High Melt Strength (HMS) Polyvinylidene Fluoride Kynar® HMS grades have been developed at Arkema Inc. These Kynar® HMS grades exhibit high melt strength and sag resistance during extrusion, making them excellent candidates for processes such as extrusion blow molding, thermoforming and extrusion blown film. These enhanced properties were obtained by the introduction of long chain branching.

The growing interest in engineering resins for blow molding applications is driven by the desire to take advantage of the economics of this process in the fabrication of hollow objects such as bottles, totes, large containers and many other complex shapes that cannot be produced by conventional processes. However, many of the engineering resins were originally developed for injection molding and profile extrusion and have properties such as melt viscosity, melt elasticity, melting point and thermal stability that are tailored to these applications. They are not well suited for processes where high uniaxial and biaxial stretching is involved.
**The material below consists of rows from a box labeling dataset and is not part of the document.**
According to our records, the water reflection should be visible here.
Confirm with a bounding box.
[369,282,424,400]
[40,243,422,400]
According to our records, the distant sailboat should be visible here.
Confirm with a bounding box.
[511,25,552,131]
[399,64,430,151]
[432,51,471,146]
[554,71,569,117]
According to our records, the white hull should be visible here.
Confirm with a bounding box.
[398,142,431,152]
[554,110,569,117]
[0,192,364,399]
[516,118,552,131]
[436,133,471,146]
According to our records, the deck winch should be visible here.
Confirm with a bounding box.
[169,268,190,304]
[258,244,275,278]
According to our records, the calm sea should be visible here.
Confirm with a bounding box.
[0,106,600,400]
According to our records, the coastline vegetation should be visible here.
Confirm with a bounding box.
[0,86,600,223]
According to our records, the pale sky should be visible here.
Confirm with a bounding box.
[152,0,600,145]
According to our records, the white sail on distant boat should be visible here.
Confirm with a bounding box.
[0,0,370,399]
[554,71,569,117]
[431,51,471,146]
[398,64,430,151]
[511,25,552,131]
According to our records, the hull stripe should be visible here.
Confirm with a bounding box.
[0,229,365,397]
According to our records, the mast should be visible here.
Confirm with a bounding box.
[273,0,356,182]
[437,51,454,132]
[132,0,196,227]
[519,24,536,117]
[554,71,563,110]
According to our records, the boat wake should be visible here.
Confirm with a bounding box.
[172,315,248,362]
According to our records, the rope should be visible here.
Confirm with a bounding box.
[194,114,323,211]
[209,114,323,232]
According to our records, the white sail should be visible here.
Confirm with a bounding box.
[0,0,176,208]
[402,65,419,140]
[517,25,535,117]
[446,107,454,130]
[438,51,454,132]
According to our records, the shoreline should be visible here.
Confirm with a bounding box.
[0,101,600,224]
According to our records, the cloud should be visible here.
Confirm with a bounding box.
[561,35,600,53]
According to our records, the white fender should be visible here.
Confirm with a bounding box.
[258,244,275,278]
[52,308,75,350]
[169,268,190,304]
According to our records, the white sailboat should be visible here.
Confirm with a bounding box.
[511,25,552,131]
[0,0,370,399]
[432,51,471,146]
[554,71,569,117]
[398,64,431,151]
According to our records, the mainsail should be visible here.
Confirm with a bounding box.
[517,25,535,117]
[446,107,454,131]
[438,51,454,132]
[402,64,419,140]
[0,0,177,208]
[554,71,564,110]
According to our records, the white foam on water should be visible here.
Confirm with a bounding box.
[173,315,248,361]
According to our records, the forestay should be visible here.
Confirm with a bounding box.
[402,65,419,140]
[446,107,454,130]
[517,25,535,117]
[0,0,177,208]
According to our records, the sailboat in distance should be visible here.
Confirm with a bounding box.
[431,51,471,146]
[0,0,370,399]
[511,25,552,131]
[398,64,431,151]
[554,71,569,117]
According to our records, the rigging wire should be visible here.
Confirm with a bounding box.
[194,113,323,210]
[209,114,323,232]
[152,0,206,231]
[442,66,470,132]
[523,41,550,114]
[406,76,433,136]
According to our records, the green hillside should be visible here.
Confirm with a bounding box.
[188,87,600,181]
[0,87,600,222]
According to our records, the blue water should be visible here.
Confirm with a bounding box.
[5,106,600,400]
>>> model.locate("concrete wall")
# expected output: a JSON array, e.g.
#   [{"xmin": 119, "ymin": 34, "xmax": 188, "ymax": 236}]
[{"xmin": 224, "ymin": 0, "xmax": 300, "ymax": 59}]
While the use of modified screw designs to lower compression ratios and long transition zones help avoid stagnation flows, the key hurdle in blow molding remains the formation of the parison. This is primarily due to excessive sag, that is, the inability of the melt to withstand gravity and blowing forces before and during molding.

Thermoforming of plastics has long been practiced in industry for the manufacturing of large and complex objects. While previously limited to applications wherein dimensional stability and high tolerances were not required, today’s processes and advanced resin properties allow the fabrication of sophisticated objects with tight tolerances. The property requirements for given resins for thermoforming processes and applications have been clearly identified in industry. Among the key parameters are the rheological properties, which need to be well balanced to meet the process requirements from the sheet formation step to vacuum and stretch forming. Among the critical resin properties are the viscosity control and the melt strength. In particular, high melt strength is recognized as a key factor in this process, and has been shown to allow wider processing windows, higher sag resistance and better product fabrication.